Ben, here is a comment to Stathis's post which can serve as a preliminary for the synthesis I will try to do this week and which should answer some of your comments.

Le 10-janv.-06, à 01:46, Stathis Papaioannou a écrit :

If you remain true to the Greek roots of the words, atheists lack a belief in the existence of God, as agnostics lack knowledge of whether God exists: "a-" = without, "theism" = belief in God (by later convention, a personal God), "gnosis" = knowledge. It is not quite the same as saying that God definitely does not exist, or that knowledge about the existence of God is impossible, respectively, although a few atheists and rather more agnostics would go on to make these stronger claims.

OK but this is perhaps too much etymological and it could be confusing to use "knowledge" already in tis setting, unless we give already some minimal theory of belief and knowledge right at the start. Even in that case we are at risk to mix a too much precise notion of knowledge with a too much imprecise notion of God. And if you look at the page referred too by Jesse, it seems that the more common acceptation for the meaning of "agnostic" is: "I don't know/believe if G exists or not", and for "atheist" it is: I think/belief that God does not exists. Nobody will say "I know that God does not exist", because it seems ridiculous or too much arrogant. Also, the idea that "knowledge about the existence of God is impossible" can indeed be defended by some atheist and agnostic, but is also the favourite affirmation of many mystical theists, including some Neoplatonist, but also some Buddhist.

In any case, it will be useful to agree on some axioms for belief and knowledge: I hope everyone will agree that both knowledge and belief makes the following formula true. I assume a classical (platonist) background, and by "p -> q" I mean that either p is false or q is true. It is the IF ... THEN ... of the classical mathematicians.

B(p -> q) -> (Bp -> Bq)     (named K, for Kripke)

In "French": if I believe that (p -> q) then if I belief p then I will belief q if I know that (p -> q) then if I know p then I will know q.

Note that this axioms is already criticised in some AI approaches to knowledge, because it gives rise to a form of omniscience. This is not a problem given that I will extract the measure on the comp histories from the limitation of that omniscience, and Bp is really more "p is believable" or "p is knowable" instead of "believes" or "knows". Having said that, I hope people will agree with the following axioms, again both for *believability* and *knowability*:

Bp -> BBp (named 4, by modal logicians, in honour of C.I. Lewis)
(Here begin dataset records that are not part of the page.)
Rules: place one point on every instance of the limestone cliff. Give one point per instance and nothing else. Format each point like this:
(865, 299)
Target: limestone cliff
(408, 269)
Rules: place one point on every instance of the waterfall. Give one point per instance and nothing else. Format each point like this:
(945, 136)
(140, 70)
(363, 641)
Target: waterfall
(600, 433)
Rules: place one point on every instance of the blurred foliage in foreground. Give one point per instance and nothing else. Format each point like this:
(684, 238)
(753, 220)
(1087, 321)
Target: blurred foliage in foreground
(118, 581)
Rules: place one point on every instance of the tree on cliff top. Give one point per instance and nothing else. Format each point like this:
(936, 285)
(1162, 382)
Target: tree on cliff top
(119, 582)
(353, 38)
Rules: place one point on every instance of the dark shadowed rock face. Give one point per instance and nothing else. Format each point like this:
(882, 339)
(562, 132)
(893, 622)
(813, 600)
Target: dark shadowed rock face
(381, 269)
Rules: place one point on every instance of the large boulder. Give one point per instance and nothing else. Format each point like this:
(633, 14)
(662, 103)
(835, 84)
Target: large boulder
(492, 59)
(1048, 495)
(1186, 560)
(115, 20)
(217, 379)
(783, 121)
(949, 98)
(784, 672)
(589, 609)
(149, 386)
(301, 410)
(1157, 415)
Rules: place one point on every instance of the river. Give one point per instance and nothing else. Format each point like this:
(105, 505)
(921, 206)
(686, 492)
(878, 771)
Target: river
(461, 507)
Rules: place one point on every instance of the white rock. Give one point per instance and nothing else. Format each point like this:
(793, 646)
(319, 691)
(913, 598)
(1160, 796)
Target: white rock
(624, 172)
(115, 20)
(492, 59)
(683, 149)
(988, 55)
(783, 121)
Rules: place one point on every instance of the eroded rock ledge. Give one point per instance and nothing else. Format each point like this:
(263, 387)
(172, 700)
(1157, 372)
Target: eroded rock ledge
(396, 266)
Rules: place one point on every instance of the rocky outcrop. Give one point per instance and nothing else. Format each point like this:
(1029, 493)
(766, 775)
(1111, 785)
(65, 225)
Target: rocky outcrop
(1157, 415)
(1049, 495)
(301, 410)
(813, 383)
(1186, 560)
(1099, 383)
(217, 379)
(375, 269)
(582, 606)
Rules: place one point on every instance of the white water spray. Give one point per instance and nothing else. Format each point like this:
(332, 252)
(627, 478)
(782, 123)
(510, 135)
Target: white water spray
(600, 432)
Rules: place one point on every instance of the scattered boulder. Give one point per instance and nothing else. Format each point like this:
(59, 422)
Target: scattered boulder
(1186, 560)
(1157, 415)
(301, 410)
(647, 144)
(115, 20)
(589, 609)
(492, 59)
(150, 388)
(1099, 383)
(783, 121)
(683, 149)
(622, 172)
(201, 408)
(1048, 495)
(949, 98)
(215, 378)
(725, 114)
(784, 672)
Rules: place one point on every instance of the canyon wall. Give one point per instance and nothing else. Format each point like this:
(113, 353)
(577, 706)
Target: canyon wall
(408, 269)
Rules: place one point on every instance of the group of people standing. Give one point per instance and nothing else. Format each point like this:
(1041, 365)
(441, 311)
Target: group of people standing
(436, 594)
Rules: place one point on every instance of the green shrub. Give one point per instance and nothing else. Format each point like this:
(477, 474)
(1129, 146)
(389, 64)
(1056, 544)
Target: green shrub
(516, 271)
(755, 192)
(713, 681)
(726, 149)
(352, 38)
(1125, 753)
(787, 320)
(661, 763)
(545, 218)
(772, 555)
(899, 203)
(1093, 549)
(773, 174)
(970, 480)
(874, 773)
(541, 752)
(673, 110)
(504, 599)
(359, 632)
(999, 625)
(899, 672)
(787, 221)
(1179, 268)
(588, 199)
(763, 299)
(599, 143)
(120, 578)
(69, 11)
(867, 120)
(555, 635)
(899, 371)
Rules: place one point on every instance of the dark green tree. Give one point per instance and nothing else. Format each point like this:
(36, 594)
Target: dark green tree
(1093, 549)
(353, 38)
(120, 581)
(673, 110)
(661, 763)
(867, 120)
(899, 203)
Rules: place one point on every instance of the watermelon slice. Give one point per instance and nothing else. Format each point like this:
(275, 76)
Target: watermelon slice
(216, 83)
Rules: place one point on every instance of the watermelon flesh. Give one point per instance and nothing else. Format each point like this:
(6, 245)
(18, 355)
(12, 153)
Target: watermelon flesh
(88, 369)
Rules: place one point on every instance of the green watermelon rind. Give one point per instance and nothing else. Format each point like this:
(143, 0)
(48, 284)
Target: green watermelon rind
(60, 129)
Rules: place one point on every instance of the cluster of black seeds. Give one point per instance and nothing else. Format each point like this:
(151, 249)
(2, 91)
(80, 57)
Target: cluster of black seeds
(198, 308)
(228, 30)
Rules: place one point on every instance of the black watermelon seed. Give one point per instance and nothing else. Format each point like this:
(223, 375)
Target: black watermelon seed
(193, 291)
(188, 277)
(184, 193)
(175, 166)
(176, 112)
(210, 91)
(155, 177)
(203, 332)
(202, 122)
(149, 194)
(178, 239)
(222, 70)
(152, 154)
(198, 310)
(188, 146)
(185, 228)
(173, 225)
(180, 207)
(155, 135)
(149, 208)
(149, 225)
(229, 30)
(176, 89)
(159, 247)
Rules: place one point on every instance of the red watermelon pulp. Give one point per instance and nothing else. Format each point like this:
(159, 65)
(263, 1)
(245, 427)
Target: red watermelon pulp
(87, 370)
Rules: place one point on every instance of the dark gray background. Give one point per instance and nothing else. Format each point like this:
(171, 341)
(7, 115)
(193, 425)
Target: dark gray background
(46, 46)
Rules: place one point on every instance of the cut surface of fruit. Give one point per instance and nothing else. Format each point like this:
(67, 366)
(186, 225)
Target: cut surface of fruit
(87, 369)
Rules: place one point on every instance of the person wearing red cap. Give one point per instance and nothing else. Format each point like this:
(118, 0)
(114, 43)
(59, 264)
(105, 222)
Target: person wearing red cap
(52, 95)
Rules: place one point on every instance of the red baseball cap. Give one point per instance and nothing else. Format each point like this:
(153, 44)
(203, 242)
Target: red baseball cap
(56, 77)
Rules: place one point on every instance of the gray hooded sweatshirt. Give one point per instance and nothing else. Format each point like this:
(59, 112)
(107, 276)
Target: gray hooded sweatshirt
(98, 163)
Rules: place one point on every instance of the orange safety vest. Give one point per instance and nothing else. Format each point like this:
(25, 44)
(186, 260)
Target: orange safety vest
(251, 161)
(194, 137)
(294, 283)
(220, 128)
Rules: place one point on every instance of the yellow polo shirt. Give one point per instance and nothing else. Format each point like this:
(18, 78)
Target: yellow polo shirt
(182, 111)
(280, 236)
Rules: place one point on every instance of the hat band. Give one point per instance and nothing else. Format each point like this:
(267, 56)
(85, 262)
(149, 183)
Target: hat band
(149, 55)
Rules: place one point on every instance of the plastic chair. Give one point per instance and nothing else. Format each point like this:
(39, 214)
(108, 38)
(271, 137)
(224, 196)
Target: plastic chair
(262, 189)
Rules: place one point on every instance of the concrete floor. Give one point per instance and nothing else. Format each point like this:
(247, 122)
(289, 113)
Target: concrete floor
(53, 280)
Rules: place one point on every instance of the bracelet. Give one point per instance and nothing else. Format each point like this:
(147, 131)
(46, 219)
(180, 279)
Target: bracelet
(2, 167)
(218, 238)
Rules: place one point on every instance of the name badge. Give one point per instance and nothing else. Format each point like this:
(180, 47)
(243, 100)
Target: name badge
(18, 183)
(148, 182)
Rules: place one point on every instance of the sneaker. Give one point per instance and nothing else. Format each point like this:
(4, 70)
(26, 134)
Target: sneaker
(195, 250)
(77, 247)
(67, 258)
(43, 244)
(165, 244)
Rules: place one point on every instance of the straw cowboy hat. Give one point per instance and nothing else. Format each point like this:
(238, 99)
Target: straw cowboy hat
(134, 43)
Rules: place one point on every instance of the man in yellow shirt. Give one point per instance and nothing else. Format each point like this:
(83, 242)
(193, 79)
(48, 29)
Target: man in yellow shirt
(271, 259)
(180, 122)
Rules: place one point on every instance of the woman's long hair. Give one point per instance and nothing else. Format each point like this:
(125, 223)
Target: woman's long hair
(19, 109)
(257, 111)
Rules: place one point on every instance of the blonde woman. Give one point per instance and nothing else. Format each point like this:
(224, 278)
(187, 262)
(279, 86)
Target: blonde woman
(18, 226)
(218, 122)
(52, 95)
In "French":   if I believe p then I will believe that I believe p
                 if I know p then I will know that I know p.

In the classical background all classical tautologies are accepted, and I will suppose, at least in the beginning that the theories are closed for the rule of modus ponens and the rule of necessitation, and some substitution rules. The first one means that if I have already prove p and (p -> q), I am entitled to derive q. The second one says that if I have already prove p then I am entitled to derive Bp.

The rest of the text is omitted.